En cuanto a los datos de 2021, no son nada alentadores. Según el Ministerio, hasta el 31 de julio de este año, se han producido un total de casi 750 delitos susceptibles de ser considerados delitos de odio; las 610 denuncias realizadas suponen un incremento del 9,3% con respecto al mismo período del año 2019.
Si bien es cierto que la cifra no es comparable con la de 2020, debido al confinamiento, también es cierto que, comparada con la de 2019, podría cerrar el año con unas cifras realmente escandalosas.
También se está registrando un cambio cualitativo en la violencia de algunos de esos delitos. Por ejemplo, hay un notable incremento de los delitos de odio en la categoría de racismo y xenofobia, y por razones ideológicas.
Sin embargo, los delitos más violentos son los relacionados con la homofobia y la comunidad LGTBI: las agresiones por orientación sexual e identidad de género, especialmente hacia el colectivo trans, están adquiriendo una gran importancia.
La lucha contra esa lacra
Los datos fríos analizados confirman que desde hace años venimos observando un incremento objetivo y constante de los delitos que podrían considerarse de odio.
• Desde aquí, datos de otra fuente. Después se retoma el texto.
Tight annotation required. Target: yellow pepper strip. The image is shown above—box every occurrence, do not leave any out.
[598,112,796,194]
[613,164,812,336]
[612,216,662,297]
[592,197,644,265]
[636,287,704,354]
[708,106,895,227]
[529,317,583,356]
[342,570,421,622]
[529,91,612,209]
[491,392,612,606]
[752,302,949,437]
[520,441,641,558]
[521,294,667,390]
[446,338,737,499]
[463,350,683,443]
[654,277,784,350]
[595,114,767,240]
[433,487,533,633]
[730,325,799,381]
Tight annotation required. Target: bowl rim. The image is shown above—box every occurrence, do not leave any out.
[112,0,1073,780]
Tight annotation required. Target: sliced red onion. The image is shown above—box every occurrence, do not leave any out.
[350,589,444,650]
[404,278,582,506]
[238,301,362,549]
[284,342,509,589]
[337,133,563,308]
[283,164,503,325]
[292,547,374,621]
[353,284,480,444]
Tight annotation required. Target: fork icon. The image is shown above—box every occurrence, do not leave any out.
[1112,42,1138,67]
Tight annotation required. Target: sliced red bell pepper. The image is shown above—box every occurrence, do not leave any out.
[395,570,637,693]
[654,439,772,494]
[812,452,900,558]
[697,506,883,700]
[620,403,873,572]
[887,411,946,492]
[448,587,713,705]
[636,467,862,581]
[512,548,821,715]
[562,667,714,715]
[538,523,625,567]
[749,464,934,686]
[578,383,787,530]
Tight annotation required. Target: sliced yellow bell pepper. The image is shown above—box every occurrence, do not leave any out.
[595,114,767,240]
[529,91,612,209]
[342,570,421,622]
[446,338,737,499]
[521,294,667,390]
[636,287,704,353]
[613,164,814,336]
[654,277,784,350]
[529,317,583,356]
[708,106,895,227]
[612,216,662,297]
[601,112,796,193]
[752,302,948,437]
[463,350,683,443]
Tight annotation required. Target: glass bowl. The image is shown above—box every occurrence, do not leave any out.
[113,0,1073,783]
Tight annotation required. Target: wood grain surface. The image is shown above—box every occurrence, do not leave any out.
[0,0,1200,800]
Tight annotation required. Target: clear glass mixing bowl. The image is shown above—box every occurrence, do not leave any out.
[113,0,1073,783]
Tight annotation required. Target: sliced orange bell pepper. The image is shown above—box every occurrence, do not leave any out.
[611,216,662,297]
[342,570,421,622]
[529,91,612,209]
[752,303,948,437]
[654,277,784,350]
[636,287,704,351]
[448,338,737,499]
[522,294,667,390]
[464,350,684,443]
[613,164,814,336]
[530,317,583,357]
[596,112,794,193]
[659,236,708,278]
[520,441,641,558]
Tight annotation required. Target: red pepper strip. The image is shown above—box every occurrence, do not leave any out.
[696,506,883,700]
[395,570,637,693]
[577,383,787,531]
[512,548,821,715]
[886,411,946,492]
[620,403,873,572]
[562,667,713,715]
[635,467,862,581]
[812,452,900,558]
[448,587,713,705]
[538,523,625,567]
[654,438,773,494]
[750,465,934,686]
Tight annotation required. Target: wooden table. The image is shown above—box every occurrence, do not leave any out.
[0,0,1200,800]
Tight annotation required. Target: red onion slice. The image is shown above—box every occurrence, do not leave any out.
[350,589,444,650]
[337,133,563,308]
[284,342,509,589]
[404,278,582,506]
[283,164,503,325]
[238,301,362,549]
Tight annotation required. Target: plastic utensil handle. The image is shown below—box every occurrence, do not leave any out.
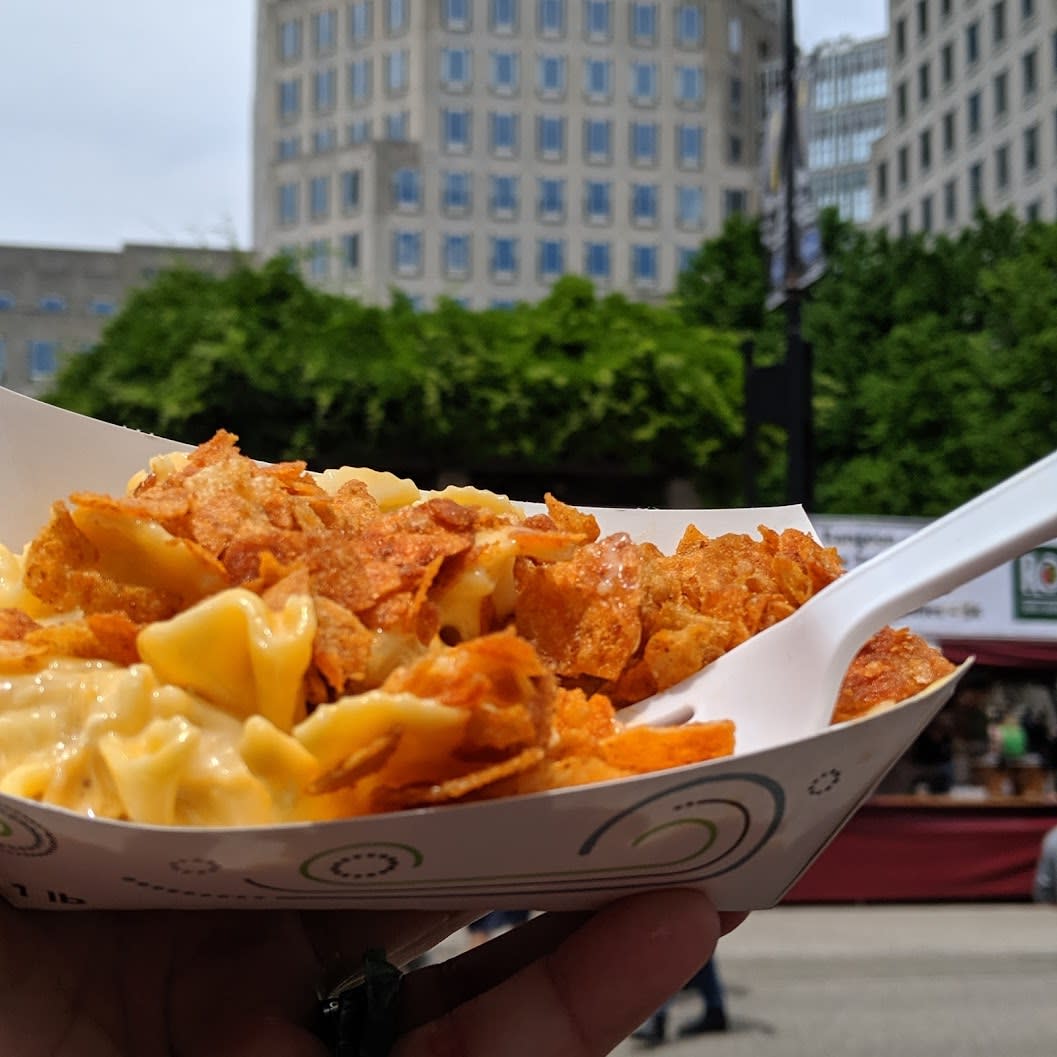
[812,452,1057,645]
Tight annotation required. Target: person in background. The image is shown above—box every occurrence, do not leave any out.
[1032,826,1057,905]
[631,957,728,1046]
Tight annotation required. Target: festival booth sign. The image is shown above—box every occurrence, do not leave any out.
[813,515,1057,668]
[0,390,965,912]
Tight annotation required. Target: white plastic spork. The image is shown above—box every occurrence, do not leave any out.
[619,452,1057,754]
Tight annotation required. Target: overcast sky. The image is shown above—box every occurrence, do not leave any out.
[0,0,886,248]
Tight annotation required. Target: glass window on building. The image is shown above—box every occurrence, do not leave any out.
[727,18,742,55]
[441,169,472,212]
[631,62,657,107]
[341,231,359,272]
[441,235,470,278]
[991,70,1009,118]
[940,42,954,88]
[917,62,932,104]
[382,0,409,36]
[583,59,613,103]
[675,66,706,110]
[583,0,613,41]
[441,109,470,153]
[488,111,518,157]
[943,110,958,154]
[675,125,705,169]
[341,169,361,212]
[536,0,565,37]
[583,117,613,165]
[991,0,1005,48]
[441,48,474,91]
[279,77,301,122]
[922,194,932,235]
[385,110,411,143]
[277,183,299,226]
[349,0,373,45]
[393,168,422,210]
[675,186,705,229]
[631,184,660,226]
[348,59,371,105]
[536,114,565,161]
[630,122,661,165]
[583,180,613,224]
[631,244,660,285]
[536,54,565,99]
[441,0,472,33]
[488,0,518,33]
[631,0,657,44]
[346,117,373,147]
[675,246,698,275]
[965,92,982,136]
[538,239,565,279]
[393,230,422,275]
[675,3,705,48]
[489,236,518,277]
[917,0,929,39]
[489,51,519,95]
[488,174,518,218]
[995,144,1009,191]
[312,8,337,55]
[312,67,337,114]
[1024,125,1039,175]
[384,48,410,95]
[536,177,565,221]
[309,177,330,220]
[1020,48,1039,99]
[723,187,748,219]
[25,338,59,382]
[583,242,613,280]
[969,162,984,209]
[943,180,958,224]
[279,18,301,62]
[312,125,337,154]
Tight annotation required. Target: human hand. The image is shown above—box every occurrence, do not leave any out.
[0,891,742,1057]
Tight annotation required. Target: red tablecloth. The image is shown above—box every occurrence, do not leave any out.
[784,796,1057,903]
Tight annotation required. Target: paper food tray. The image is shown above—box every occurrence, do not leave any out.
[0,389,965,910]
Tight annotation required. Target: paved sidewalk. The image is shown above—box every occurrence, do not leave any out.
[614,904,1057,1057]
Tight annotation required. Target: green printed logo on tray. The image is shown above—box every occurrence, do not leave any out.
[1013,546,1057,620]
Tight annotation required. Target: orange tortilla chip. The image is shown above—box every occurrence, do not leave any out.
[373,747,543,811]
[598,720,735,774]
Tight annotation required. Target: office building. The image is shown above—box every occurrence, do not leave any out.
[254,0,778,309]
[0,243,235,396]
[873,0,1057,236]
[763,37,888,224]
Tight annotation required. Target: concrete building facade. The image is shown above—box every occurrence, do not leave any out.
[763,37,889,224]
[0,243,235,396]
[254,0,778,309]
[872,0,1057,236]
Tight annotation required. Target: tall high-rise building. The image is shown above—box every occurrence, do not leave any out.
[254,0,778,308]
[873,0,1057,236]
[763,37,888,224]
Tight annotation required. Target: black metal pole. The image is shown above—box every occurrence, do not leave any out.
[782,0,814,508]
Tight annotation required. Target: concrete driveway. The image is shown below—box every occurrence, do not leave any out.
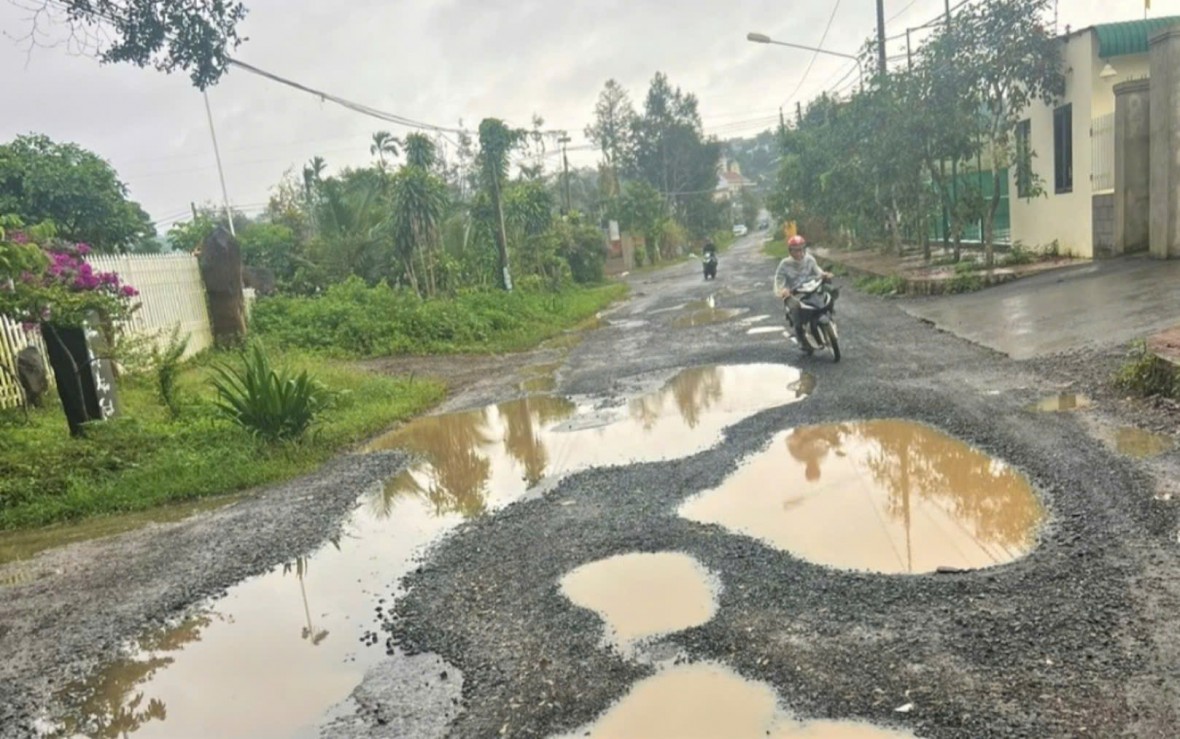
[902,257,1180,360]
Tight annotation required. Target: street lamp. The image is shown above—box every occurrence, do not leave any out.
[746,32,865,90]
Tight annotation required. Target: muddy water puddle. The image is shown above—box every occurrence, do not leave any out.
[1033,393,1093,413]
[55,365,800,738]
[680,420,1044,574]
[562,662,912,739]
[561,552,719,649]
[673,292,747,328]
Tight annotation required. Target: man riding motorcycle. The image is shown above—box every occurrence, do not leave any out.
[774,236,832,352]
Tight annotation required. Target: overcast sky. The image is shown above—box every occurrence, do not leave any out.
[0,0,1180,231]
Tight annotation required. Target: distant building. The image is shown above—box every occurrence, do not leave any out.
[997,17,1180,259]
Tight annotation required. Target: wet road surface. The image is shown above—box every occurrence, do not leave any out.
[903,256,1180,359]
[0,231,1180,739]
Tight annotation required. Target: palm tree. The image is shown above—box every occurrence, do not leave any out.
[406,133,438,169]
[369,131,401,172]
[389,165,448,295]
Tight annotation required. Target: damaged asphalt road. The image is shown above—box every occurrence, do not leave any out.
[387,238,1180,738]
[0,232,1180,738]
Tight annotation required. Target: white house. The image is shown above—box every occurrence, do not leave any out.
[1009,17,1180,259]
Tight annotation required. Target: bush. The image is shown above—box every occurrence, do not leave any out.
[212,344,328,443]
[1114,341,1180,398]
[151,325,189,419]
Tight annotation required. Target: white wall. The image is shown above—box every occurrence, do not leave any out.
[1010,31,1151,259]
[1009,31,1099,257]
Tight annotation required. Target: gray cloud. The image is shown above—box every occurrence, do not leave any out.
[0,0,1151,228]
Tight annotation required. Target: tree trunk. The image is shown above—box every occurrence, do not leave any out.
[198,225,245,347]
[983,168,999,269]
[492,172,512,290]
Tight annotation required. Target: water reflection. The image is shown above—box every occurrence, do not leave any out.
[369,365,814,518]
[58,615,211,739]
[59,365,799,739]
[681,421,1043,573]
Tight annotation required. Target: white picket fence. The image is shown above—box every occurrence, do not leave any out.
[0,254,217,408]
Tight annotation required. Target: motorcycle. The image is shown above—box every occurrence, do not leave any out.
[702,251,717,280]
[784,277,840,361]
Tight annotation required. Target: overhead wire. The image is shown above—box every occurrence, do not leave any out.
[784,0,840,105]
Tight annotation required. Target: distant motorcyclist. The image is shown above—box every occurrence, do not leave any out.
[774,236,832,348]
[701,240,717,280]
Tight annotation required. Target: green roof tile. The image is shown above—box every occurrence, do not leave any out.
[1094,15,1180,59]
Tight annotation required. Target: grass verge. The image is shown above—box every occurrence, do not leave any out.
[0,355,445,531]
[253,280,628,358]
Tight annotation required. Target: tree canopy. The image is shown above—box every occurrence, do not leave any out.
[0,135,156,253]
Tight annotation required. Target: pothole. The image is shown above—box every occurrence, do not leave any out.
[1110,426,1175,459]
[562,663,911,739]
[673,290,746,328]
[57,365,800,738]
[680,420,1044,574]
[561,552,717,650]
[368,365,804,516]
[1033,393,1092,413]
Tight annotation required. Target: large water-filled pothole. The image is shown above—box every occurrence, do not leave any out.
[561,552,717,649]
[552,663,912,739]
[680,420,1044,574]
[53,365,801,739]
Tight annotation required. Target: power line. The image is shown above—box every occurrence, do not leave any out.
[229,59,464,135]
[784,0,840,105]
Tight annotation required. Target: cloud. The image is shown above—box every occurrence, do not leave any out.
[0,0,1161,223]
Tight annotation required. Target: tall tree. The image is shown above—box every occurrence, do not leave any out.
[945,0,1066,267]
[585,79,635,197]
[629,72,721,235]
[0,135,156,253]
[405,133,439,169]
[369,131,401,171]
[9,0,247,90]
[478,118,525,290]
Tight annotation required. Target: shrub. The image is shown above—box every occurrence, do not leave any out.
[151,325,189,419]
[212,344,328,443]
[1114,341,1180,398]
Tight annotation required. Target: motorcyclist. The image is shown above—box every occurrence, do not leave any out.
[774,236,832,349]
[702,238,717,280]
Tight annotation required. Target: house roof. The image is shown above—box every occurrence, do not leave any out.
[1094,15,1180,59]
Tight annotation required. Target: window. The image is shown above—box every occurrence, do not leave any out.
[1016,119,1033,197]
[1053,105,1074,192]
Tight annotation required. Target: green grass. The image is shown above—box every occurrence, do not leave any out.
[0,355,445,531]
[251,280,628,358]
[1114,341,1180,399]
[856,275,905,296]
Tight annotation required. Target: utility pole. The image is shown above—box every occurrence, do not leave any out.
[201,91,237,238]
[557,133,572,215]
[943,0,958,242]
[877,0,887,77]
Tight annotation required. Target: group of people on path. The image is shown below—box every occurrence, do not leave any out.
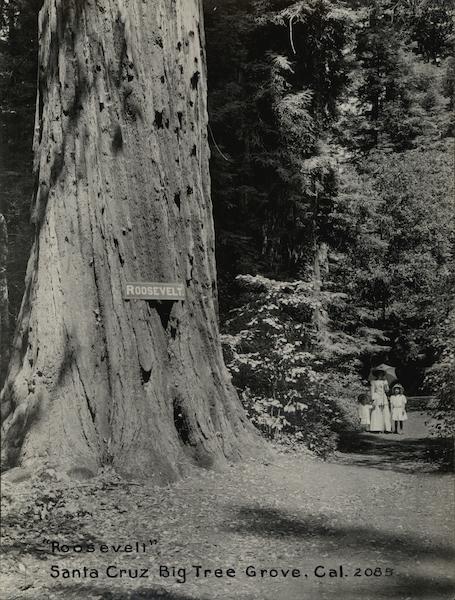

Por tanto, el primer paso es reconocer que existe un problema multifacético con los delitos de odio.
Uno de los grandes problemas para esta lucha es que, según una encuesta del Ministerio del Interior, el 89,2% de las posibles víctimas de delitos de odio no interpuso denuncia de los hechos, debido a las especiales consideraciones de los mismos delitos.
Muchas veces, las personas homosexuales atacadas no quieren dar publicidad a su orientación sexual; las personas inmigrantes están en situación irregular o temen por sus familiares; y en el caso de la aporofobia, se trata de delitos que implican a personas que, en su mayor parte, se encuentran fuera del sistema y cuyas experiencias con el mismo no han sido, precisamente, placenteras.
Es decir, se trata de colectivos especialmente vulnerables y por eso cuesta más denunciar. Por eso, las personas e instituciones relacionadas con estos delitos deben generar suficiente confianza entre las víctimas para que denuncien.
Pero el gran problema es la falta de formación de los funcionarios públicos, especialmente en el ámbito jurídico y policial, a la hora de identificar y tratar los delitos de odio. Esta falta de formación dificulta la contextualización de los hechos, y la interpretación y control de los delitos de odio.
Es muy difícil demostrar que un hecho constituye un delito de odio: hay que demostrar que se han proferido frases ofensivas, que inciten al odio, etc. Por eso es necesario aclarar las muchas diferencias de interpretación en los tribunales, para poder demostrar y contextualizar que el insulto está relacionado con la agresión. Es decir, hay que demostrar que en la agresión hay un componente de odio y discriminación.
Barcelona fue pionera en la creación de una fiscalía contra los delitos de odio, en 2009, un ejemplo que se ha ido extendiendo a todo el país, de forma que ahora casi todas las provincias cuentan con una fiscalía o una unidad de lucha contra los delitos de odio. Pero algunas de estas unidades especializadas nacen como iniciativas voluntaristas, y no por medio de protocolos oficiales concretos, lo que dificulta su trabajo.
Cuando la justicia se empeña en no reconocer o, incluso, obviar, el componente de odio de esos delitos, no solo se mina la confianza de la víctima en el sistema, sino también del conjunto de la sociedad, que puede perder su confianza en la justicia.
Además, dan una sensación de impunidad al perpetrador, que puede generar conflictos a una escala mayor, que amenaza a todo un colectivo.
Es necesario seguir incidiendo en la necesidad de formación, concienciación y sensibilización de todos los actores implicados, aunque no se puede limitar a los actores jurídicos, sino también al conjunto de la sociedad.